Update Call of duty, that is a securty problem with the EXE, IT is checking for securty on the disk and cannot find it, also please disable any vurtual drives you may have enabled such as fantom cd, deamon tools ect.


----------



## Tom-Rallye (Dec 16, 2006)

I have the same issue with Call of Duty 2 on Windows Vista - 64bit Home Premium.

I can't get multiplayer to work either - it open the splash screen then the screen goes black - all I can do is Ctrl+Alt+Del and End Task as it's not responding.

My Single Player prompts me to insert the correct CD-ROM despite it already being in the drive..


----------



## jaggerwild (May 21, 2007)

Hey soccerdabest,
Go to file planet then to Planet COD2, look for Patches or updates. Always have to have to latest patch to work good.
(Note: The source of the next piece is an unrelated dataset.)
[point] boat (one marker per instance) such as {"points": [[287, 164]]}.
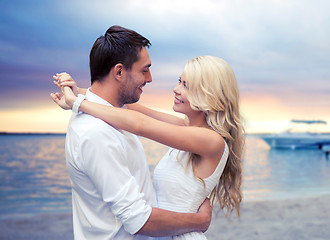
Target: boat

Good luck hope to frag with you soon! :4-gun:.


----------



## Tom-Rallye (Dec 16, 2006)

I got the Multiplayer to work!!

Just ticked Compatibility Mode: XP and then Apply.

Then rebooted - and opened it and it worked

Still can't get single player to find the disc though!


----------



## soccerdabest (May 21, 2007)

are there many patches 4 call of duty 2?, which one should i download?


----------



## pharoah (Aug 28, 2006)

id say download the one with the newest date.


----------